Durante o dia, ganharam eco declarações do presidente do presidente do Colégio da Especialidade de Pediatria da Ordem dos Médicos, o pediatra Jorge Amil Dias, para quem a vacinação das crianças é "desproporcionada" e "desnecessária". "Cerca de 200 mi crianças já contactaram com o vírus, já adquiriram anticorpos contra o vírus, porque o contacto com a infeção causa imunidade natural, ou seja, pelo menos um terço das crianças desta faixa etária já estão naturalmente imunizadas", defendeu, acrescentando ainda que ainda não se sabe se os casos [muito raros] de miocardites registados "após um, cinco, dez anos vão causar algum tipo de limitação na qualidade de vida".

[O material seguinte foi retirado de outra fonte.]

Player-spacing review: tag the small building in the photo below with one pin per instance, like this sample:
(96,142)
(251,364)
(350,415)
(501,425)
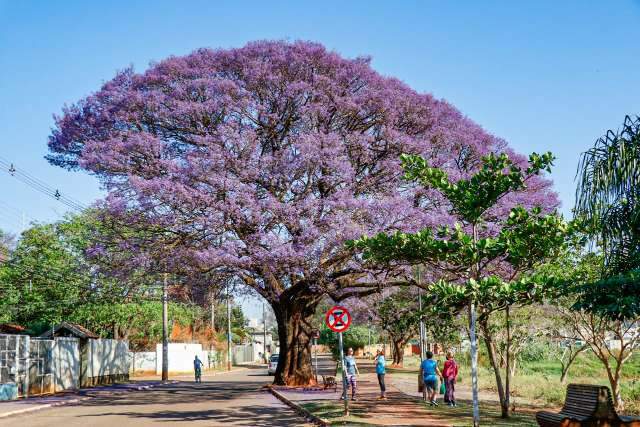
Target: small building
(101,361)
(257,339)
(12,329)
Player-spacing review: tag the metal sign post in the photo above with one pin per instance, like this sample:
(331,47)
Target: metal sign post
(338,320)
(344,376)
(316,334)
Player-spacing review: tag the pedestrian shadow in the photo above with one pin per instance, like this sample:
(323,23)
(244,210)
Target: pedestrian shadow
(243,415)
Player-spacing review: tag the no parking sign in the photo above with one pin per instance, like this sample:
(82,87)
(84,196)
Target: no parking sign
(338,319)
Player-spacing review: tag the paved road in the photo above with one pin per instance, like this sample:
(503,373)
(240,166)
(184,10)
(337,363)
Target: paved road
(233,399)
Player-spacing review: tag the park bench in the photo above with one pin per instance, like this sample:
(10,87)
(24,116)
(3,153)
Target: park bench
(586,405)
(329,381)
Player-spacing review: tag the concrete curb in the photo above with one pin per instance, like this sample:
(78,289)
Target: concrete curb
(41,407)
(72,401)
(299,409)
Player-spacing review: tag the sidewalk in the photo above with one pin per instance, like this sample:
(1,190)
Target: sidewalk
(398,410)
(21,406)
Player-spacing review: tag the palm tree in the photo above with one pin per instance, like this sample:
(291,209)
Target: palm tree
(608,196)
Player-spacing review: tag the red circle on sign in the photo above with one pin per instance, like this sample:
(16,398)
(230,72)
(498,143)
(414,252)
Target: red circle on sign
(338,319)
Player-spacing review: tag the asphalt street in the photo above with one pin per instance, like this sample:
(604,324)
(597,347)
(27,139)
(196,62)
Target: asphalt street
(231,399)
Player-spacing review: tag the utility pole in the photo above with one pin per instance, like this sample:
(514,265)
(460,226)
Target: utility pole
(228,328)
(213,313)
(264,338)
(165,328)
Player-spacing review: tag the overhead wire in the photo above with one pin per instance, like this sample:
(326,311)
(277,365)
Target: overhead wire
(39,185)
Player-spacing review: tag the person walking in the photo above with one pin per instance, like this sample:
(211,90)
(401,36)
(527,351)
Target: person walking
(380,371)
(351,369)
(450,375)
(197,367)
(430,373)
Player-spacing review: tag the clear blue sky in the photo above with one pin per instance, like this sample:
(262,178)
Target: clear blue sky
(544,75)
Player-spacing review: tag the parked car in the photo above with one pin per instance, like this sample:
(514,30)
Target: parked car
(273,364)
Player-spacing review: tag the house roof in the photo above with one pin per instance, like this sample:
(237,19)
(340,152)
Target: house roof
(11,328)
(69,329)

Ricardo Mexia, médico de saúde pública, concorda que "a transparência deve imperar no processo, para que os pais tomem uma decisão de forma tranquila", mas enaltece que "está provado que os benefícios superam os riscos e não há qualquer dúvida sobre a eficácia das vacinas". Mexia refuta ainda a ideia de que as crianças "estão a ser vacinadas para proteger os adultos", lembrando que as crianças dessa faixa etária "são atualmente as que estão mais expostas", pelo que "há que protegê-las", disse na CNN Portugal.

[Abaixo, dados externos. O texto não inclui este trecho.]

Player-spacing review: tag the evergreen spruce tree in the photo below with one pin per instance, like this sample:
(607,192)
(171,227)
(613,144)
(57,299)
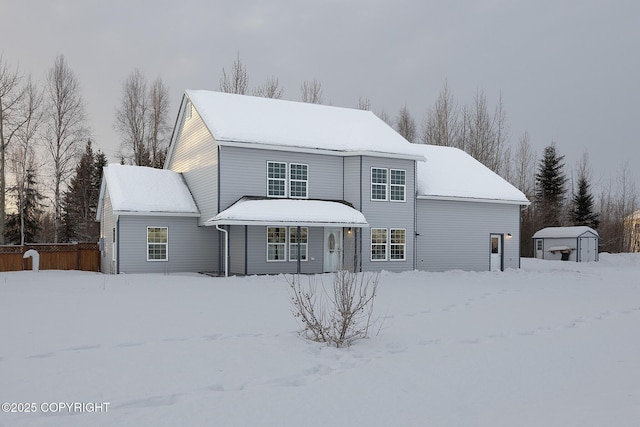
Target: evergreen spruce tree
(550,188)
(32,209)
(582,212)
(80,201)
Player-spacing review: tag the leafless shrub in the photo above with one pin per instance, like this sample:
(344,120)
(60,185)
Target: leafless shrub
(338,314)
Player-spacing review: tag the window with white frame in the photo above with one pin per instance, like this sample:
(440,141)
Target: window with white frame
(301,241)
(276,179)
(378,184)
(398,185)
(298,180)
(276,243)
(157,243)
(398,243)
(378,244)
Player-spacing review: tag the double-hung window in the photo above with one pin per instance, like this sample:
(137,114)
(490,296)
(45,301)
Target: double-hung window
(398,243)
(378,184)
(276,179)
(157,244)
(398,185)
(276,243)
(378,244)
(298,241)
(298,180)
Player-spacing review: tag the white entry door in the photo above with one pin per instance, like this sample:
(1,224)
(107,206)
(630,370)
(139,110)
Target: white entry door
(332,249)
(496,252)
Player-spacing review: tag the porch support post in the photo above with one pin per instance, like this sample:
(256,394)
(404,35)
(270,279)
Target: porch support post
(226,250)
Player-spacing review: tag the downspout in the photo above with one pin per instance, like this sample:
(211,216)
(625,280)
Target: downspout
(226,250)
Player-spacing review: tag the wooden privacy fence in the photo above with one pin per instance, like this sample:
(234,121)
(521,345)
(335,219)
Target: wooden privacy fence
(60,256)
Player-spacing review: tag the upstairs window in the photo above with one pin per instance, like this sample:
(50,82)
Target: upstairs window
(378,184)
(298,180)
(398,185)
(276,179)
(157,244)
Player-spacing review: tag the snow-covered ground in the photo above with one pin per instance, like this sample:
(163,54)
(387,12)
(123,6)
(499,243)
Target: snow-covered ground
(552,344)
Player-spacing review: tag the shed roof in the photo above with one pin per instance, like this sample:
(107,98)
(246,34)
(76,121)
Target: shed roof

Atualmente, esta é a faixa etária com maior incidência de infeções, segundo a DGS e é nas escolas que têm surgido mais surtos: 378 num total de 614, segundo os últimos dados divulgados. É essa a preocupação vertida na posição da Sociedade Portuguesa de Pediatria, para quem a vacinação neste grupo etário deve ser considerada "se isso permitir trazer normalidade à vida das crianças".

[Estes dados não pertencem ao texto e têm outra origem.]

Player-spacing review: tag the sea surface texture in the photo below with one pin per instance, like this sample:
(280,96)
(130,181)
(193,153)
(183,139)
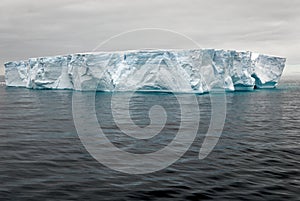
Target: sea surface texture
(256,158)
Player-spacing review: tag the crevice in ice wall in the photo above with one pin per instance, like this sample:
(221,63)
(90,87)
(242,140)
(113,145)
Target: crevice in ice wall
(192,71)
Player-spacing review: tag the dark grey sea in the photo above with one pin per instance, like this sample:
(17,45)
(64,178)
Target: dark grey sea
(257,156)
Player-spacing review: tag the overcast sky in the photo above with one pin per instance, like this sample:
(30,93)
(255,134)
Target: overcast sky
(32,28)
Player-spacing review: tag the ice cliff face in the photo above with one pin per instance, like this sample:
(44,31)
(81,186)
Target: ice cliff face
(192,71)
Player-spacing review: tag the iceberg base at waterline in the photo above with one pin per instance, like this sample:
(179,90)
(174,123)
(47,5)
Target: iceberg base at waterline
(187,71)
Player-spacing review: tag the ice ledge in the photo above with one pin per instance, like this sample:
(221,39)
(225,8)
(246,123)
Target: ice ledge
(190,71)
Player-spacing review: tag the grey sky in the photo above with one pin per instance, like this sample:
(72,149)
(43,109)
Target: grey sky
(32,28)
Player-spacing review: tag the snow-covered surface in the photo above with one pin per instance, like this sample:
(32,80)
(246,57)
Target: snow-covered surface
(190,71)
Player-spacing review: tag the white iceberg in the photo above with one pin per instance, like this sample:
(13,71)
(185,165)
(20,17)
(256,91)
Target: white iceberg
(188,71)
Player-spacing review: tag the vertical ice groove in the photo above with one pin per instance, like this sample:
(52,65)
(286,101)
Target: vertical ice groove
(190,71)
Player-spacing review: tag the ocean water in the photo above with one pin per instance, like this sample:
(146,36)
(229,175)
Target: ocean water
(257,156)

Para Jorge Amil Dias, o isolamento de turmas não se resolve com a vacinação mas sim com a alteração de uma decisão "que está errada". A tónica, diz, deve estar na "racionalização" das orientações das autoridades de saúde. E deixa um exemplo: "Se tivermos cinco meninos que receberam a vacina e outros cinco meninos que não receberam a vacina, mas que tiveram já contacto com o vírus e já têm anticorpos e estão imunizados, qual é a lógica de mandar uns para casa e os outros não?"

O pediatra contesta que entre as crianças seja feita distinção entre quem é e não é vacinado e não entre quem está ou não está doente. "É o que acontece com todas as outras doenças: lidamos com as pessoas e tomamos atitudes quando elas estão doentes. Neste caso, estamos a lidar com as pessoas em função dos testes que fazem. Isto é desproporcionado".

Para a Comissão Técnica de Vacinação, no entanto, com 85% das crianças vacinadas, será possível evitar 13.520 infeções e 52 internamentos hospitalares neste grupo até março de 2022. Há cerca de 638 mil crianças elegíveis para a vacinação nesta faixa etária.